This secondary analysis was based on 155 participants (Personalized: n = 84 vs. Standardized: n = 71) with complete baseline data (mean [standard deviation]: age, 59 [10] years; 66.5% female; 56.1% White; 23.1% African American, BMI 33.4 [4.6] kg/m2; HbA1c: 5.8 [0.59] %). There were no significant differences in baseline characteristics (Table 1), except that those randomized in the Standardized arm had a slightly lower BMI (Standardized BMI: 32.6 [4.22] kg/m2 vs. Personalized BMI: 34.2 [4.82] kg/m2, p = 0.03). Additionally, there was a difference in the distribution of sexes between the Standardized and Personalized arms that was approaching significance. Figure 1 shows the flow of participants.

3.1. Predictors in the Overall Sample

The predictive analysis using all 155 participants achieved an AUC of 0.68, a sensitivity of 0.79, and a specificity of 0.45. In the combined sample, 39.3% of participants successfully achieved clinically significant weight loss of ≥5% at 6 months. The top 10 most important baseline predictors for the combined sample are presented in Supplemental Material Table S1. Notably, weight-loss self-efficacy and age are the two most important variables in the predictive model. In the variable ranking importance, the accuracy of the model decreases by 21.4% if WEL is removed and 12.1% if age is removed from the model.
Comparing individuals who achieved successful weight loss at 6 months to those who did not (i.e., failure), of the five baseline characteristics, all were significantly different except for BMI (p = 0.08, Figure 2A–E).

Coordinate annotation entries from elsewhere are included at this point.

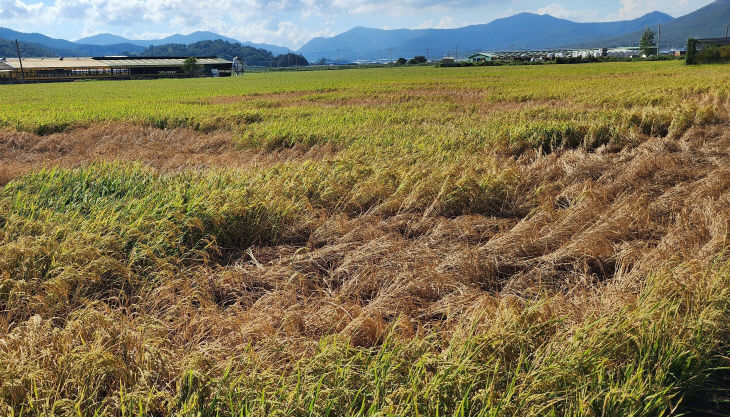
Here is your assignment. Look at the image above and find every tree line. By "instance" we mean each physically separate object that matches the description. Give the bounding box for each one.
[136,39,309,67]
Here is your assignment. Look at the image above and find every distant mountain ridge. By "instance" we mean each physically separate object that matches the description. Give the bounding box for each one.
[593,0,730,49]
[5,0,730,62]
[76,31,289,55]
[0,27,289,56]
[298,12,674,60]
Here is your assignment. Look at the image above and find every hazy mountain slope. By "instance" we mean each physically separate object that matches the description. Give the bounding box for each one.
[75,31,289,54]
[598,0,730,48]
[298,12,673,60]
[0,27,144,56]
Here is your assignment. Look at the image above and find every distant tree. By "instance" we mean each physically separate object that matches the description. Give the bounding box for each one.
[639,26,656,56]
[136,39,274,67]
[272,52,309,67]
[183,56,200,75]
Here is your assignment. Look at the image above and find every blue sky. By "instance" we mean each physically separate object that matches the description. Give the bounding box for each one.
[0,0,712,49]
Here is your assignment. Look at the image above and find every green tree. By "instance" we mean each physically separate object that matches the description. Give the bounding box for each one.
[639,26,656,56]
[183,56,200,75]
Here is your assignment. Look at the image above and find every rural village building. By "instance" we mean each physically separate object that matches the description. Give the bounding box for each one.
[0,56,233,83]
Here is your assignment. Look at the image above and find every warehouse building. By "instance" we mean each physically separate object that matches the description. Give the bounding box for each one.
[0,56,233,83]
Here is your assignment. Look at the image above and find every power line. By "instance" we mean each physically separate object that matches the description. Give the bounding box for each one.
[15,39,25,84]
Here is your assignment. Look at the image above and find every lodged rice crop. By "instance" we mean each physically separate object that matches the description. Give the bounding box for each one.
[0,62,730,416]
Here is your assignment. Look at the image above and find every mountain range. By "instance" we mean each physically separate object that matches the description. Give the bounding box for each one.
[0,27,289,56]
[298,12,673,60]
[0,0,730,61]
[593,0,730,49]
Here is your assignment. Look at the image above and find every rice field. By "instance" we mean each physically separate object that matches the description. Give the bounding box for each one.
[0,62,730,417]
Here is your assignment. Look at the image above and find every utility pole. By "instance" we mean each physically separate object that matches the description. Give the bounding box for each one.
[15,39,25,84]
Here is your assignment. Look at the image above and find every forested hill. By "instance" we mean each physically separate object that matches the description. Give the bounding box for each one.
[139,39,308,67]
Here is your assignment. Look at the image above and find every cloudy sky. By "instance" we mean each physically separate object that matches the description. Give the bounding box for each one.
[0,0,712,49]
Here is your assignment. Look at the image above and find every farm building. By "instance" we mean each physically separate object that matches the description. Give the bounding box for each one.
[0,56,233,83]
[686,38,730,64]
[469,52,494,63]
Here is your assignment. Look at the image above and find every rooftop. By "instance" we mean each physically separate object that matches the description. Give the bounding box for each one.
[0,56,232,70]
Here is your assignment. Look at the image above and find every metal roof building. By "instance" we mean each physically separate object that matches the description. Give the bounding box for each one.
[0,56,233,83]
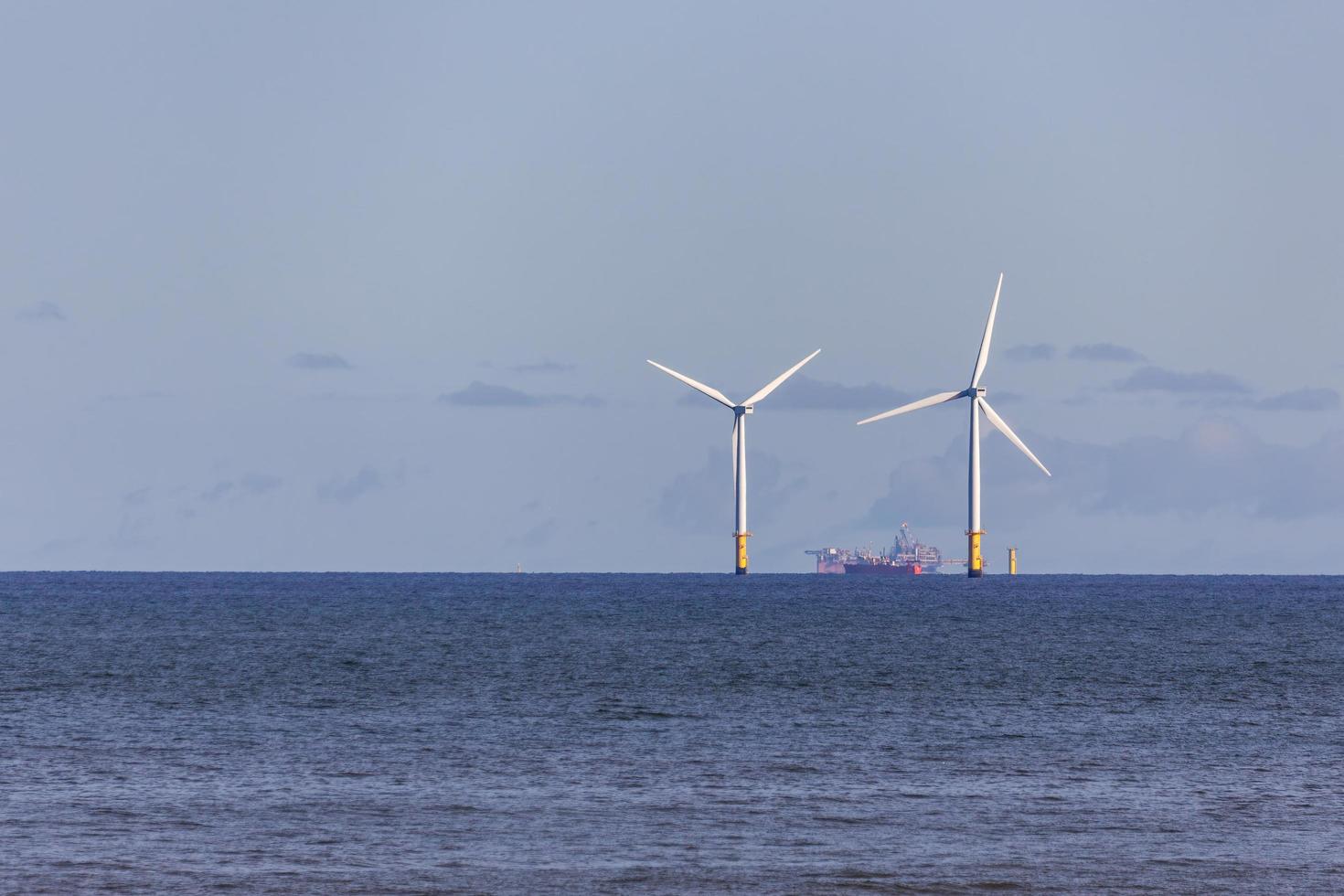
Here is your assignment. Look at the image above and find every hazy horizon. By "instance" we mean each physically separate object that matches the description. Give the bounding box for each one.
[0,3,1344,573]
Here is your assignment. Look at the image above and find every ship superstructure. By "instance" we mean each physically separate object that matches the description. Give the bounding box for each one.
[806,523,966,575]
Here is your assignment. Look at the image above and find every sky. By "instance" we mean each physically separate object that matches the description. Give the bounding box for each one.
[0,1,1344,573]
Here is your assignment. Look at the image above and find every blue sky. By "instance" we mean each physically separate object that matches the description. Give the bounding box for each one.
[0,3,1344,572]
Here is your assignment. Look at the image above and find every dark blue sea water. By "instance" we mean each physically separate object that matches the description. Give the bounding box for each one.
[0,573,1344,893]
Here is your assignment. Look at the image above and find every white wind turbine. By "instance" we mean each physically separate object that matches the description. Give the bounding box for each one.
[649,348,821,575]
[859,274,1050,578]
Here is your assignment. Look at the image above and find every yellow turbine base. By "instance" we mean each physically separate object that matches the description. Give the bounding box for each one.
[966,530,986,579]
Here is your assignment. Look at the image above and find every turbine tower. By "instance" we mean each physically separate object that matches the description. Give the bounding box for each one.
[649,348,821,575]
[859,274,1050,579]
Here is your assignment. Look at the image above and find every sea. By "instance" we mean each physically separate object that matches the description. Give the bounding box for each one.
[0,572,1344,893]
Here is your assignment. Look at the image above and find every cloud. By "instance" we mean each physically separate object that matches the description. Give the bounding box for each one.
[509,358,578,373]
[298,392,423,404]
[1115,367,1252,395]
[1253,387,1340,411]
[655,449,807,533]
[197,473,285,504]
[14,301,66,324]
[438,380,606,407]
[317,466,383,504]
[1069,343,1147,364]
[197,480,234,504]
[864,418,1344,524]
[677,373,915,411]
[238,473,285,495]
[1004,343,1055,361]
[289,352,354,371]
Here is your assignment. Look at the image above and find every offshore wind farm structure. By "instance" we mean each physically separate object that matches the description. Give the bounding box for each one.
[649,348,821,575]
[649,272,1050,579]
[859,272,1050,579]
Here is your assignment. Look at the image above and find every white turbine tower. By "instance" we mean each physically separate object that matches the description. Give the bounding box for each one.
[649,348,821,575]
[859,274,1050,578]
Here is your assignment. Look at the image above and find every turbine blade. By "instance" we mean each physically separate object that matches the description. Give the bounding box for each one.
[859,392,965,426]
[976,398,1050,475]
[741,348,821,407]
[970,272,1004,389]
[649,361,735,407]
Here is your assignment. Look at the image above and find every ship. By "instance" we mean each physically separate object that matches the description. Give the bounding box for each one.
[806,523,966,575]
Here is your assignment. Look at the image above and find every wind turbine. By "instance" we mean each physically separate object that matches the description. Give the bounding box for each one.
[649,348,821,575]
[859,274,1050,579]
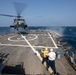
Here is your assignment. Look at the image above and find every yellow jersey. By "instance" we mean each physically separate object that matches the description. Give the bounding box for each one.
[41,49,48,58]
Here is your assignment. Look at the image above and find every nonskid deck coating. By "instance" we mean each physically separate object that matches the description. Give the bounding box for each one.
[0,31,76,75]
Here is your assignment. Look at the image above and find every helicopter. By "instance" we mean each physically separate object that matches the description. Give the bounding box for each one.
[0,3,27,30]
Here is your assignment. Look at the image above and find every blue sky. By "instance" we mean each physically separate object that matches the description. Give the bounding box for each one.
[0,0,76,26]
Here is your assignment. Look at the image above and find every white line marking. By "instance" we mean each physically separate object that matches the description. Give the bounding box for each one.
[8,34,38,42]
[0,43,57,49]
[48,33,58,48]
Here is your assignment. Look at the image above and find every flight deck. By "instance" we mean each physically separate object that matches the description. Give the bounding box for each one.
[0,31,76,75]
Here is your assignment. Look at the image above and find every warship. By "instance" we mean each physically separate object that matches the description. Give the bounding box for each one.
[0,30,76,75]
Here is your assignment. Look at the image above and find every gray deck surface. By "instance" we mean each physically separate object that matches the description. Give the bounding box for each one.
[0,31,76,75]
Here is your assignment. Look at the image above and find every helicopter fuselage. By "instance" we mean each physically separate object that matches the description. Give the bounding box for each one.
[10,18,27,29]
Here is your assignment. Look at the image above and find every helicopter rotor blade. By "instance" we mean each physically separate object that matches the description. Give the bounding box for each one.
[0,14,16,17]
[13,2,27,16]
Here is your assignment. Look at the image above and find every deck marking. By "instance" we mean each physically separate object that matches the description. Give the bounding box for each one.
[8,34,38,42]
[48,33,58,48]
[0,43,57,49]
[21,34,53,74]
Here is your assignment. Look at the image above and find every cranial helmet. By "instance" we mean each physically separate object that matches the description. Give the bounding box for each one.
[50,49,53,52]
[45,48,47,50]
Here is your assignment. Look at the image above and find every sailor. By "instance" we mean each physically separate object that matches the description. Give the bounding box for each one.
[41,48,48,69]
[47,49,56,74]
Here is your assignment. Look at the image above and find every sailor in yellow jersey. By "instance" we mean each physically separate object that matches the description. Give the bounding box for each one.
[41,48,48,70]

3.2. Predictors in the Standardized Arm

The predictive models in the Standardized and Personalized arms achieved AUC of 0.58 and 0.62, sensitivity of 0.73 and 0.75, and specificity of 0.40 and 0.42, respectively. In the Standardized and Personalized arms, 39.4% and 39.8% were successful at achieving ≥5% weight loss at 6 months, respectively. The top 10 most important baseline predictors for the Standardized and Personalized arms are presented in Supplemental Material Tables S2 and S3. Of the top five baseline characteristics in the Standardized arm, participants who achieved successful weight loss at 6 months had a higher baseline BMI (p < 0.0001; Figure 3A) and higher weight-loss self-efficacy (p = 0.02; Figure 3C) than those who did not achieve successful weight loss (i.e., failure). While age, TAR>140, and metformin use were top predictors in the predictive model, there was no significant difference in these variables between individuals who were successful with weight loss and those who were not successful (Figure 3B,D,E).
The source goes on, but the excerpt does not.